In this example, running it for 35 seconds there were 128 requests that updated prices properly for the API’s clients. By making the performance and limits measurable is possible to scale accordingly and protect downstream dependencies from backpressure.

The main difference here is that even though the latency in the network impaired the pod’s performance on serving traffic, it didn’t cause a complete outage, still being able to continuously serve customers. See the following graph:

Since there are requests being held by Envoy (through the pending request pool), the latency is a bit higher, which can be configured as well.

Notice that failures are now faster since the circuit breaker opens when the connection pool grows unsustainably.

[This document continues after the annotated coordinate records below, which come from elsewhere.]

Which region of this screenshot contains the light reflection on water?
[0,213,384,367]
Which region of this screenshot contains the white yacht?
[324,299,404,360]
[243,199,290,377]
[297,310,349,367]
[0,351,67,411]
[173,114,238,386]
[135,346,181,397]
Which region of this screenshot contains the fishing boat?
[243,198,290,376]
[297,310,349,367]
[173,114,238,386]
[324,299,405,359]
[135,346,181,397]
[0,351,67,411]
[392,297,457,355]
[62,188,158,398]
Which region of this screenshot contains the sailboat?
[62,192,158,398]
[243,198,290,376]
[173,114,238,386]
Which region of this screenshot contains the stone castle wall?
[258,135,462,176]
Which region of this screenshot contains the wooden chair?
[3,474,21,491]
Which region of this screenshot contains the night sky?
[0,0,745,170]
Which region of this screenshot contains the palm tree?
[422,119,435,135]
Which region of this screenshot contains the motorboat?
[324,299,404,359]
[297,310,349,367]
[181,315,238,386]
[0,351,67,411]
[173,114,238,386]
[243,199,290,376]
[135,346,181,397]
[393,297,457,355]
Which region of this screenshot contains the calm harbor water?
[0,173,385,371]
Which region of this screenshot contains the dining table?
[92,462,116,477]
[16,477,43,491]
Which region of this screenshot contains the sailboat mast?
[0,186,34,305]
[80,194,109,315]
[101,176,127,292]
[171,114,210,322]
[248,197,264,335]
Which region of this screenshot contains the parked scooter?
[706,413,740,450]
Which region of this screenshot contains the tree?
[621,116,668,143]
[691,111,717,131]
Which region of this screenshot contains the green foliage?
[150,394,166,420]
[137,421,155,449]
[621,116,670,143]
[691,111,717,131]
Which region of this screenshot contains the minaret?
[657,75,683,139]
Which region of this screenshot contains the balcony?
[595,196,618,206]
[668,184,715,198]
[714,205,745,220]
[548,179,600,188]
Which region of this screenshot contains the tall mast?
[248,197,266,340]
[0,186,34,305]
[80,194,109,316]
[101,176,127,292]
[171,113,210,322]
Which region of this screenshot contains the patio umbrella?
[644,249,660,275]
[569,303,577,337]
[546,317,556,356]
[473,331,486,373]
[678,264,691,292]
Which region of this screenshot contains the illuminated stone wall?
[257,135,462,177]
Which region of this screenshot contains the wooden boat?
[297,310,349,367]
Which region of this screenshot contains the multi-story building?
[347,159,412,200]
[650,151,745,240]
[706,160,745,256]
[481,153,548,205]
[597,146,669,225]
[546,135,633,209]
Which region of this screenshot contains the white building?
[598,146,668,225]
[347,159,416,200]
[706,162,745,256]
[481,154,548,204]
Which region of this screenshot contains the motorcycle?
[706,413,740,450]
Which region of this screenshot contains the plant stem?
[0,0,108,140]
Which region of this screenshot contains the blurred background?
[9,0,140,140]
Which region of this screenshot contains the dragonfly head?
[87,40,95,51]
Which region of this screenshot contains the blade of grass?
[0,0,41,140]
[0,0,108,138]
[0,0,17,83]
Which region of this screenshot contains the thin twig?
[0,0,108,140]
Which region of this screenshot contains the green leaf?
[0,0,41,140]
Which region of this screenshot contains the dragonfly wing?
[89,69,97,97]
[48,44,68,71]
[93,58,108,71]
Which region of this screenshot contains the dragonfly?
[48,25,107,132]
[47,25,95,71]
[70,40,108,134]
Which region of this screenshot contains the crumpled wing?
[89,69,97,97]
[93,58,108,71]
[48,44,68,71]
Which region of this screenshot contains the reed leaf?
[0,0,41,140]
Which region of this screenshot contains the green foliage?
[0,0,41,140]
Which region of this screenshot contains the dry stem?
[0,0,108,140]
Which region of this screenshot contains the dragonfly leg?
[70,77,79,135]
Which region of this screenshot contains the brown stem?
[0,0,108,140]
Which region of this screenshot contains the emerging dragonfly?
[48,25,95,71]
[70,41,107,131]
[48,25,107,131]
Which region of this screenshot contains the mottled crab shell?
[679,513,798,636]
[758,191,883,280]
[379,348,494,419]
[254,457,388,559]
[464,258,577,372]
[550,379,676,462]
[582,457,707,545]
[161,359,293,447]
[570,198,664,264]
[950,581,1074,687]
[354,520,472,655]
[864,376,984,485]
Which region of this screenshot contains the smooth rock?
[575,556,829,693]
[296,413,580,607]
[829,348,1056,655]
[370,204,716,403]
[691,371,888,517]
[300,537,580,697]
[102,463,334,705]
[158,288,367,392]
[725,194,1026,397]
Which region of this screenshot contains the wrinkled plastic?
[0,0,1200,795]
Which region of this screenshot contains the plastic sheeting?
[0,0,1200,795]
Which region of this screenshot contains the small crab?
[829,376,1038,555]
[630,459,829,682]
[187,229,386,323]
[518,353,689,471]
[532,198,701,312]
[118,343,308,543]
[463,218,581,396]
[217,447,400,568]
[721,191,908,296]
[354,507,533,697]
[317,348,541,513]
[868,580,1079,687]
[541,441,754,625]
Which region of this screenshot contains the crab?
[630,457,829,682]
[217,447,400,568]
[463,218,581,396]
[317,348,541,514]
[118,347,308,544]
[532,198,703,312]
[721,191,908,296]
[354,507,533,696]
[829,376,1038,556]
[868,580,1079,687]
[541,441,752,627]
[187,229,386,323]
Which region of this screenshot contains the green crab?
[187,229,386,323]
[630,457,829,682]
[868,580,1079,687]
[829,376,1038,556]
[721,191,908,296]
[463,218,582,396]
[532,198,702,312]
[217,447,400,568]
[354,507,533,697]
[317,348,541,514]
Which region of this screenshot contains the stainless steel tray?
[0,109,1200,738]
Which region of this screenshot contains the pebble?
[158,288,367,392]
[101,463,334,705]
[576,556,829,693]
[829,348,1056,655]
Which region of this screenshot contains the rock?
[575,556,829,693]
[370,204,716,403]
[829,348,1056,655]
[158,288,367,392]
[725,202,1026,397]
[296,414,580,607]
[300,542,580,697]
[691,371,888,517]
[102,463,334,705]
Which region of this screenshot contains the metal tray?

That allows the system to recover and to continuously keep serving a percentage of the traffic, not taking the system down. That’s useful given that the network latency issue could be temporary and restored after a few minutes, the bulkhead combined with circuit breaker would have protected the database from having a massive backlog of queries this possibly prolong its impairment.

The improvement above is mainly focused on further optimizing the price-write endpoint, since, as mentioned before, the price-read endpoint hasn’t failed so far, it was not impacted by failures of the price-write endpoint.

Moving forward, as requests are now possibly dropped, it is important to be aware that other dependent services or clients should handle failures or even take advantage of AWS App Mesh Retry Policies to further improve resiliency of requests that eventually fail.

Cleaning up

To cleanup all resources used during the tests you can run:

./cleanup.sh

That will delete the Amazon ECR repository, the service mesh, Kubernetes Namespace, and all underlying attachments.

Conclusion & Next Steps

The article has shown how to use AWS App Mesh to implement the bulkhead pattern in the network layer, avoiding redundant work on your application code thus providing a simple and powerful way of isolating system’s functions in order to avoid generalized outages.

After understanding the endpoint couldn’t handle too many requests at once, the fact the failure was isolated made it more straightforward to act on, using the circuit-breaker to prevent the endpoint from an outage, favoring a controlled impairment.

AWS App Mesh provides a breath of options to enable further optimization on reliability such as timeout configuration, outlier-detection and retry on-failure policies.